A diffusion model based on the prion-like hypothesis was created by Raj, A. et.al., which uses the ‘network heat equation’ to predict disease progression patterns.27 The model was used to predict AD atrophy progression patterns from baseline data. They used the hippocampus as the disease seeding location and validated the outcome atrophy patterns with clinical data from the Alzheimer’s Disease Neurodegenerative Initiative (ADNI) database.28
Finally, Peraza, L. et.al. implemented a susceptible-infected model to reproduce AD propagation patterns. They modeled the probability of a node to be infected and the degradation on the network connectivity.20 Using their model, they predicted that the hippocampus was the most likely origin site for AD and that the most discriminative centrality measures were strength and closeness.
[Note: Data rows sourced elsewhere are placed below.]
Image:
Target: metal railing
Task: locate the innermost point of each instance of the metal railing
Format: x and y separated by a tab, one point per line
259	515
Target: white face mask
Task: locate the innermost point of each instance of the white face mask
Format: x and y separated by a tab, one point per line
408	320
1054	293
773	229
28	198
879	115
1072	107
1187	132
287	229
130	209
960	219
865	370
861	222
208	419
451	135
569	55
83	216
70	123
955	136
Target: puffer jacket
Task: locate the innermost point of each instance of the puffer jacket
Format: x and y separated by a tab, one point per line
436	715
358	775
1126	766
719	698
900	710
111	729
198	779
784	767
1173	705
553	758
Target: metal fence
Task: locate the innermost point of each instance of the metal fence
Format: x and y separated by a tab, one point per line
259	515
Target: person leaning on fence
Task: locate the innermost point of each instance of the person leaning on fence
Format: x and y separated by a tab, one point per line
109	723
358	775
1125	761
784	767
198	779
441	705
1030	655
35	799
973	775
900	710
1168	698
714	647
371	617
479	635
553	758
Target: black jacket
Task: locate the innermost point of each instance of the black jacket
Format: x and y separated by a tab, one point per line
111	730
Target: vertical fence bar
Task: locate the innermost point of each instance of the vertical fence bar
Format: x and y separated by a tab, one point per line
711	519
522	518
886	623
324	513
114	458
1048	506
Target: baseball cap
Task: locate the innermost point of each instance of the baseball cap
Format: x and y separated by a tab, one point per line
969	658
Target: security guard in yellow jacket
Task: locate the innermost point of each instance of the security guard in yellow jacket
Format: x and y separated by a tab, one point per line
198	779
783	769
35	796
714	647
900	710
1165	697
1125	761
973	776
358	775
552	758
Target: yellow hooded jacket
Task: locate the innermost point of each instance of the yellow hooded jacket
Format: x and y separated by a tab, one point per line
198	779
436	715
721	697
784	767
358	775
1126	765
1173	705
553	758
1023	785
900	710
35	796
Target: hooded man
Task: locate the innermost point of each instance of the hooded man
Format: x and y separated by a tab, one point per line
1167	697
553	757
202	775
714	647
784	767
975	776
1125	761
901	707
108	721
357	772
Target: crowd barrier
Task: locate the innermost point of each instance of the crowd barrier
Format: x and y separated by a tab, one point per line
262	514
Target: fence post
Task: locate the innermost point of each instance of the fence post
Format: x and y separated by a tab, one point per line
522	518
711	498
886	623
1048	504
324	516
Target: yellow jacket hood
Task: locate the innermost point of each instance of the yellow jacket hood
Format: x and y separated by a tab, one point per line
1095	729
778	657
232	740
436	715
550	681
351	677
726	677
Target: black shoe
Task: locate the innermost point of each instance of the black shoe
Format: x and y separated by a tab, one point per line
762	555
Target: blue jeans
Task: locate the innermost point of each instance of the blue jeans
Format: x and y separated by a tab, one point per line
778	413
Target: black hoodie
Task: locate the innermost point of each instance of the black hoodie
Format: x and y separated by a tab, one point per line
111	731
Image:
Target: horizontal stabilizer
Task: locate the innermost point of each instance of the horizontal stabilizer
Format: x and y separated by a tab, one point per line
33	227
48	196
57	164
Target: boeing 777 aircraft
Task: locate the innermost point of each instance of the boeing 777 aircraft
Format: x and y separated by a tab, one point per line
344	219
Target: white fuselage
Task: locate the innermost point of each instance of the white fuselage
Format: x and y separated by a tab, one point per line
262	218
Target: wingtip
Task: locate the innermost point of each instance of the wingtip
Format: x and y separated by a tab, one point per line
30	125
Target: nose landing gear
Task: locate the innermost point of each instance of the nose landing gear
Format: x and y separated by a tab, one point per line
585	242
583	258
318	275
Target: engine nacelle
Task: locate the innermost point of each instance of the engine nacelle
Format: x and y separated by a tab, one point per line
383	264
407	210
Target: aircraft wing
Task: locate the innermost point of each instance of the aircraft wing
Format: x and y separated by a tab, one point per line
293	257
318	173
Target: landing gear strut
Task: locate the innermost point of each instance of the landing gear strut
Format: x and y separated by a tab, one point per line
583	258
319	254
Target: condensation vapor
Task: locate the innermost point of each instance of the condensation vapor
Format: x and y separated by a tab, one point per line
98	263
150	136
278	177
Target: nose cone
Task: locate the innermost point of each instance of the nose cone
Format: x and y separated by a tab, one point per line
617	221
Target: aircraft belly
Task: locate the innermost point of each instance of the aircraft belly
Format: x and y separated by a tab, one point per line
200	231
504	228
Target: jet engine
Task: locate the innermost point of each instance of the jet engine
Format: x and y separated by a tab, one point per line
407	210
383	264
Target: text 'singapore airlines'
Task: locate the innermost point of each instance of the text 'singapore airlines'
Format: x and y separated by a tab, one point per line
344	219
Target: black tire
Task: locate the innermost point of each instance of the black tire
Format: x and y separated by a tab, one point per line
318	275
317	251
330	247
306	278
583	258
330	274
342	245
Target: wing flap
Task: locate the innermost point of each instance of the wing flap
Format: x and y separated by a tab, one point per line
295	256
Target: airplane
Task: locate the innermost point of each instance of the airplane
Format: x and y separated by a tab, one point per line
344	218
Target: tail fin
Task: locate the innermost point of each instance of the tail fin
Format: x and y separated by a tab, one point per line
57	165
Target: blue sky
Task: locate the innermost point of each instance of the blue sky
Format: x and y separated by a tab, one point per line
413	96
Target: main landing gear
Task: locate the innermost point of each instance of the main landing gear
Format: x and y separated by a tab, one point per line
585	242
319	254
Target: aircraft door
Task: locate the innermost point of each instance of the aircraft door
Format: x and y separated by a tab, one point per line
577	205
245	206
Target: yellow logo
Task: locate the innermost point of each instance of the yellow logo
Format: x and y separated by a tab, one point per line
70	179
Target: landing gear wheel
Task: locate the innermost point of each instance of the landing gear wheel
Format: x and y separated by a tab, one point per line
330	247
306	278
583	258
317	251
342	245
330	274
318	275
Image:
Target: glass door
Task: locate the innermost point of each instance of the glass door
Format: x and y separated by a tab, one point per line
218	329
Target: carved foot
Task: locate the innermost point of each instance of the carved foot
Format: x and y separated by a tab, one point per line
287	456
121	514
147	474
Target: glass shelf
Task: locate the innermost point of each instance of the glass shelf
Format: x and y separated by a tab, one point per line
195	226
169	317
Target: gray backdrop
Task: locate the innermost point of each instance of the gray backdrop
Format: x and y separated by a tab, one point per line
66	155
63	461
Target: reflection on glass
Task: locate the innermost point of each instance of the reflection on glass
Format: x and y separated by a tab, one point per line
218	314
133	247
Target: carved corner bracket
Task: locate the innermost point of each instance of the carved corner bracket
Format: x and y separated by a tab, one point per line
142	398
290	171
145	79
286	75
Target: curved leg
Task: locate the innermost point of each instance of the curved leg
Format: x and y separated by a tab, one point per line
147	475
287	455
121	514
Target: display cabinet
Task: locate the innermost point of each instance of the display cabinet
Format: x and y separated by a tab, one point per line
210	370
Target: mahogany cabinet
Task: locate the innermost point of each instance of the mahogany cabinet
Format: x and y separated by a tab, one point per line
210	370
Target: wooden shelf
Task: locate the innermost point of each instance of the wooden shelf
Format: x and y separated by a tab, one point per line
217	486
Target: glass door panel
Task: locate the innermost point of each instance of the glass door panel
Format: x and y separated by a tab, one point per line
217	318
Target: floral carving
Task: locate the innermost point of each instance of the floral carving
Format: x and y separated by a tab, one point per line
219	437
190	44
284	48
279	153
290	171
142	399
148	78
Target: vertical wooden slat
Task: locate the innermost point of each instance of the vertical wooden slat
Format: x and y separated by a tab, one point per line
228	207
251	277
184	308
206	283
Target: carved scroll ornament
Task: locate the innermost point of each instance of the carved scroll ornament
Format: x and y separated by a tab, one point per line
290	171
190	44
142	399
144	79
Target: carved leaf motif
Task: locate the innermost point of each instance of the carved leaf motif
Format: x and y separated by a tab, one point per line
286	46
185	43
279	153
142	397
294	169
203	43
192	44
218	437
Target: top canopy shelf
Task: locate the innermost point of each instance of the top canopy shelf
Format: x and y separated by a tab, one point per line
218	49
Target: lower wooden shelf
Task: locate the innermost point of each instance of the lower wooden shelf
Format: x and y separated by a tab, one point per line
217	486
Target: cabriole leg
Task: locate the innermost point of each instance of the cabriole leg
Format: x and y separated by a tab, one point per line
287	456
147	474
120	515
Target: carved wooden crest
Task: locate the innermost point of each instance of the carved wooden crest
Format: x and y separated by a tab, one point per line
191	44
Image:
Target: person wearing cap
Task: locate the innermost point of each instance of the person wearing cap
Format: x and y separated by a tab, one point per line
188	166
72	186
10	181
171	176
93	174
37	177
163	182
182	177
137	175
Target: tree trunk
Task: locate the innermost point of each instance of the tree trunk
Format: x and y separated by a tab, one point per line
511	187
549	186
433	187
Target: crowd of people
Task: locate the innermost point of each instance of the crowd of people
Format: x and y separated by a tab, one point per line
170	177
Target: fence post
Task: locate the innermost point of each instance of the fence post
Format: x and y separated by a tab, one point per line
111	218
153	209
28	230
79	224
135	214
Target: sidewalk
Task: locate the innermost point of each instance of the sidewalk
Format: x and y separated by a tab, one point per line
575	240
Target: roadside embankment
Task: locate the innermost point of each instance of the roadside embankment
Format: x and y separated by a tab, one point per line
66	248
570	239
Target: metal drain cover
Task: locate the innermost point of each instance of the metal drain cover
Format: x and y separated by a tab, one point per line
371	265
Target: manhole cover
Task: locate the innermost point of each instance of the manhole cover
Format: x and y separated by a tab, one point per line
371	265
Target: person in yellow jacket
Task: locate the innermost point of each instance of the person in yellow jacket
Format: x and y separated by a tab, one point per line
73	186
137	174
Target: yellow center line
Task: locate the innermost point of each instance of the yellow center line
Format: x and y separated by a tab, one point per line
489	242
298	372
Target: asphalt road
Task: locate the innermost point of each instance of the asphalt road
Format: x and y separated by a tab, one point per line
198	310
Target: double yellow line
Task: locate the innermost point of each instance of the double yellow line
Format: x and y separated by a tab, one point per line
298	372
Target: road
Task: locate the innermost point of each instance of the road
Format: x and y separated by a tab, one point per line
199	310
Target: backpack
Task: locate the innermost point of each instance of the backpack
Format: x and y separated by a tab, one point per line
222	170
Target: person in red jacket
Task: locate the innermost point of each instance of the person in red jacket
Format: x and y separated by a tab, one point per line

As it can be observed from the works discussed here, network models have been used as a tool to understand AD etiology and pathophysiology. Continued efforts in this direction are necessary for early diagnosis and prognosis of AD. To this end, multiscale network models that combine molecular crosstalk between Aβ and tau leading to synaptic damage can provide a more robust in silico tool to test strategies for early diagnostic and therapeutic interventions.